I am sitting in the parents’ lounge of a local dance studio. A two-year-old boy is staring at me. Mucous streams from both his nostrils like lava flows. His left eye bears a football-sized sleepy grub and he is drooling. Naturally. His right hand, glistening with snot, clings to my knee. He brandishes a toy block in his other hand. He wants me to play.
I will have none of it, though. Somewhere on this kid there is a germ with my name on it.
“Milo, come here!” a woman I assume to be the kid’s mother says. “Milo, leave that man alone. Milo!”
His name must be Milo. “Well, Milo,” I think, “Your tiny-cute-snot-drippy act might work with most people, but not with me. You’re looking at a guy who has changed two generations of poopy diapers and I don’t charm easily.”
I’m a little on edge because Milo is not my only problem. There are ten more would-be Milo’s in the parents’ lounge, younger siblings of the four-year-old girls wiggling to the Hokey Pokey in the studio next door. My granddaughter, Veronica, is one of the dancers. My older daughter, Kate, is sick and asked me to deliver Veronica to her dance lesson. I said, “Yes,” without thinking out my options.

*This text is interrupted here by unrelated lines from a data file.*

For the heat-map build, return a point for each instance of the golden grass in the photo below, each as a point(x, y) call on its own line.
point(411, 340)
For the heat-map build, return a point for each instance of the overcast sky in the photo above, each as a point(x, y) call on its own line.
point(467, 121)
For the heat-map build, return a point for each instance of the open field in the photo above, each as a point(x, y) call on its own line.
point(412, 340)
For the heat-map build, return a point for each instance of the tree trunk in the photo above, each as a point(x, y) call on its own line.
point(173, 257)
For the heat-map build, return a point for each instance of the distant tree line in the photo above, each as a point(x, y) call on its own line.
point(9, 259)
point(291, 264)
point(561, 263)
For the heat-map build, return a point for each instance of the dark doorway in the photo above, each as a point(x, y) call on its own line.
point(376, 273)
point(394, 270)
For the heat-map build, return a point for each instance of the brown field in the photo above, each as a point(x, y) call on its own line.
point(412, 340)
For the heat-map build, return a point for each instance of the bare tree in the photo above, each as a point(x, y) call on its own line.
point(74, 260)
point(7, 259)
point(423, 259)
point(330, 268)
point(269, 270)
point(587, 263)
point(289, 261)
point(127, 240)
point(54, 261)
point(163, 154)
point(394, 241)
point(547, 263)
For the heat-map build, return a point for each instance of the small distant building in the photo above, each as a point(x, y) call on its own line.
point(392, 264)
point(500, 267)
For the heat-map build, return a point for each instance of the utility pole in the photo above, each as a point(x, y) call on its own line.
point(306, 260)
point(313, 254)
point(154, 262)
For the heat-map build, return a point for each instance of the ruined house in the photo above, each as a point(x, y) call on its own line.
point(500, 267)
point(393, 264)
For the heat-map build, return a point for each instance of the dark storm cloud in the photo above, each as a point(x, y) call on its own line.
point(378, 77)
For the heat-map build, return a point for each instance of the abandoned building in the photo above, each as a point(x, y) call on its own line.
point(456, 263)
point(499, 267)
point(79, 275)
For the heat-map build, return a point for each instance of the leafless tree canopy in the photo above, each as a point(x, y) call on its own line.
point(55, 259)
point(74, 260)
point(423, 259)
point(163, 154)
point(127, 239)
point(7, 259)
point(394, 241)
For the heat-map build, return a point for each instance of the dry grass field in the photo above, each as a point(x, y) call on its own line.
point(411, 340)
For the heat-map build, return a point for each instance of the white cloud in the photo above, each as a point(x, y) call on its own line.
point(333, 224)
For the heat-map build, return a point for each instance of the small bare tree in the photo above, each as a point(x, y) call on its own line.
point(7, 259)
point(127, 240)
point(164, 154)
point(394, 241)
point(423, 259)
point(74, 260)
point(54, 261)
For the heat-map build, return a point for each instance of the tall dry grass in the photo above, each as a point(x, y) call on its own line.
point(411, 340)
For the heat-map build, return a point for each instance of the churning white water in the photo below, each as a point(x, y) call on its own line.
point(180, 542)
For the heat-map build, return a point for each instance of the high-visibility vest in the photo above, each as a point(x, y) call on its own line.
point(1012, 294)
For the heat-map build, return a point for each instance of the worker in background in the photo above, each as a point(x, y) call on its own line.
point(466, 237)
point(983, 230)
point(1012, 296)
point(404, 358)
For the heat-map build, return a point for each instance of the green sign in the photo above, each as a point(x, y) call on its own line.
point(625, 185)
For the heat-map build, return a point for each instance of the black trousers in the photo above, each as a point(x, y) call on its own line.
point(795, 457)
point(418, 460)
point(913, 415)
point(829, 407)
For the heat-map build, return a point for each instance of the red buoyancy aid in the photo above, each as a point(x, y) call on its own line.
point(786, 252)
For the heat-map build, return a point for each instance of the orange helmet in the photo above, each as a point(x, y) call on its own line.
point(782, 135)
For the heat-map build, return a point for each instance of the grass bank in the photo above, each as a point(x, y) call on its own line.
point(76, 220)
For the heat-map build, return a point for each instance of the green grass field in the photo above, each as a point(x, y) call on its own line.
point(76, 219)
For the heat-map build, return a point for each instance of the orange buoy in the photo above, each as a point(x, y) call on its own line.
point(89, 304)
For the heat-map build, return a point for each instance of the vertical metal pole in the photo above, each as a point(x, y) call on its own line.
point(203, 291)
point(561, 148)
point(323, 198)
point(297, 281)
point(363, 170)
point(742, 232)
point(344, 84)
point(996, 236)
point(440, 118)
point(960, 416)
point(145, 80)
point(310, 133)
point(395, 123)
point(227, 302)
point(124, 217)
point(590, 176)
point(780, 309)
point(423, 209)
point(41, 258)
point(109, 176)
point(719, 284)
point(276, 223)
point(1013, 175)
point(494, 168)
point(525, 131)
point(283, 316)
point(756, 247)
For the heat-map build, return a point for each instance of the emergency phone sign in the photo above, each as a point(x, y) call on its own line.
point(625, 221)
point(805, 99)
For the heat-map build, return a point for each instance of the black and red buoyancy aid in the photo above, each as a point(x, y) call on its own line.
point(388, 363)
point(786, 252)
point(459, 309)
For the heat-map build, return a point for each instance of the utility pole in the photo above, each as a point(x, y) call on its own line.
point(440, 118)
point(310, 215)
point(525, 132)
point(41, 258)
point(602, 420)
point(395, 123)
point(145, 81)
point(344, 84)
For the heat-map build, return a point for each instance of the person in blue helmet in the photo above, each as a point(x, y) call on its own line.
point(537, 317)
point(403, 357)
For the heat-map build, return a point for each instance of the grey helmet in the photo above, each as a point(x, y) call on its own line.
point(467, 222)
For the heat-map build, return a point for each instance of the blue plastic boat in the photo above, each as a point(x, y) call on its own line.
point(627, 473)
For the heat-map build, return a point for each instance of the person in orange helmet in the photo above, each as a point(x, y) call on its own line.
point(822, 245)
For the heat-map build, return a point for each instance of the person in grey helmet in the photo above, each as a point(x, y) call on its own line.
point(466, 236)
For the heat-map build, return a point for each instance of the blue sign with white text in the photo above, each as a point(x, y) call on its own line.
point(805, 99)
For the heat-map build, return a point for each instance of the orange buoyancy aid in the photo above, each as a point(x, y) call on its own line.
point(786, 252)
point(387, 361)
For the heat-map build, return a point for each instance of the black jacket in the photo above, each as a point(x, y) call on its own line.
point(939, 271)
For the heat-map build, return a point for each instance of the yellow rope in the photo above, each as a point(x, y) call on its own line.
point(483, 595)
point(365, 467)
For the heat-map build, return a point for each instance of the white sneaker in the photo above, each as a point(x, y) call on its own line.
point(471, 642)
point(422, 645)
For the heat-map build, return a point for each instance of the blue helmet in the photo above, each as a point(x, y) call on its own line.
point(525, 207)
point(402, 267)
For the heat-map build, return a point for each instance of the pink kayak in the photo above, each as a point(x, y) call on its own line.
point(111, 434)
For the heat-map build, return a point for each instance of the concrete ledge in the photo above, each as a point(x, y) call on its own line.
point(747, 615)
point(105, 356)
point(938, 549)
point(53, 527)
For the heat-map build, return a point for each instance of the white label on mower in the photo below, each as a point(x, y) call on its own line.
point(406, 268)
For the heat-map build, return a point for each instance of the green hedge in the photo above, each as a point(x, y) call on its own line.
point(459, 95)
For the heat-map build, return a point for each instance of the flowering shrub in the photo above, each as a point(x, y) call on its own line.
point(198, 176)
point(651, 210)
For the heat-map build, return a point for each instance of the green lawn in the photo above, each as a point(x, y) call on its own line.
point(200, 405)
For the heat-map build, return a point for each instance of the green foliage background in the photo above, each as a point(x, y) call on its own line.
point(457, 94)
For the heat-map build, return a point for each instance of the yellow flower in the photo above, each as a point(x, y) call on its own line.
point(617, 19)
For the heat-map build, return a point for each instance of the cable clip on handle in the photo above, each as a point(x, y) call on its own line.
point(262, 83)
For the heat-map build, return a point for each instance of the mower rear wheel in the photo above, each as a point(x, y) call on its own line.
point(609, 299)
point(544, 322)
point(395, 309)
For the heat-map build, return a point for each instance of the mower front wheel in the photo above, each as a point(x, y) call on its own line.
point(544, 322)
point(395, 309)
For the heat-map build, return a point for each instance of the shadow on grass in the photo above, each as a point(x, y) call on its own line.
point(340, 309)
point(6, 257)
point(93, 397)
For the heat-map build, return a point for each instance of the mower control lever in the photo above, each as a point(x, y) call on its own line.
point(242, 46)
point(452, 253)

I said, “Yes,” without realizing I would have to remain a full-hour in the germ warfare lab called the parents’ lounge.
So, even if Milo’s germs don’t get me, I know my chances of survival are not good. One of these Lilliputian bug hosts is going to infect me. I just know it.
And this is also what I know: Being a grandparent is kinda like being a parent. Most of what you do is never going to be appreciated. You’re never going to get proper credit for what you do yet, somehow, you just can’t imagine doing anything else.